Dans une moindre mesure, il reste également encore des dizaines de millions d’euros non programmés sur le programme INTERREG Europe du Nord-Ouest. On peut facilement prévoir un surplus de demandes sur ces programmes, et sur Erasmus+ pour des projets bilatéraux, car plusieurs organisations mettent actuellement leurs projets en suspens Post 2020, le Royaume-Uni sera probablement éligible à Erasmus+/H2020/le nouveau programme Europe pour les citoyens (« Droits et Valeurs ») sur un profil de type Norvège. Le Cornwall Council milite pour être également éligible aux INTERREG, néanmoins il semble peu probable qu’un INTERREG France-Manche-Angleterre soit reconduit tel quel. En revanche on peut imaginer un INTERREG regroupant le France-Manche-Angleterre, le Bénélux et l’Irlande, cette option étant soutenue par la Région Bretagne. Dans ce cas de figure, le maintien d’un VIE semble extrêmement pertinent, même post 2020. On pourrait envisager que des liens plus souples soient faits avec la coopération Pays de Galles (qui est la coopération gérée par la Région Bretagne) et l’Irlande, afin que son champ d’intervention et son portefeuille de contacts soit élargi sur cette zone

Scénario 2 – NO DEAL

C’est un scénario complexe à définir, car il y aura forcément des points d’accord pratiques entre l’UE et le Royaume-Uni, surtout dans la gestion de la programmation actuelle. En l’état, on peut envisager un positionnement du VIE davantage sur les échanges ne nécessitant pas de fonds européens : les jumelages, la mobilité jeunesse hors Erasmus+, le social ; et la positionner comme point d’entrée sur les questions d’une « eurorégion » celte et post-Brexit. Dans ce cas ses activités consisteraient à faire de la veille, de l’information et des propositions stratégiques sur la prochaine année, en lien avec la personne du Cornwall Council basée à Bruxelles notamment. La charge de travail restera importante au moins sur l’année 2019. Il est un peu tôt pour définir le post 2020, mais on discute déjà techniquement avec la Région Bretagne d’un VIE « celte », sur une zone qui couvrirait Irlande, le Pays de Galles et la Cornouailles anglaise. De son côté, la Cornouailles est en train de se rapprocher de son voisin gallois sur les questions post-Brexit, avec une délégation du gouvernement gallois qui se rend en Cornouailles dans les prochains mois. Il faudra également penser cette réflexion plus globale en lien avec le partenariat portugais, qui se fragiliserait s’il se maintenait sans autre coopération à côté. En effet, beaucoup de projets sont tripartites. A noter qu’une réunion est prévue le 6 mars prochaine à Brest avant le bureau de la CRPM (Commission Régionale des Régions Périphériques Maritimes) le 7 mars avec Julian German, 1er Vice-Président du Cornwall Council et Emily Kent, cheffe de service Economie, Compétences et Culture. Lors de cet entretien pourront être abordés ces différents scénarii et le futur de la coopération.

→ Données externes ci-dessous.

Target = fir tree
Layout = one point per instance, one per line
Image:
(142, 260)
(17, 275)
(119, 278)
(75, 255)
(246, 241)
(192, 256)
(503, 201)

Pour le Département du Finistère, cette séquence européenne est l’occasion de rappeler et de promouvoir les valeurs communes qui irriguent à la fois notre projet politique local et l’idéal européen, où pour faire face aux enjeux d’un monde en transition et aux appels des peuples qui souffrent, nous devons rester « unis dans la diversité » comme le rappelle la devise de l’Europe.

Je vous remercie de votre attention.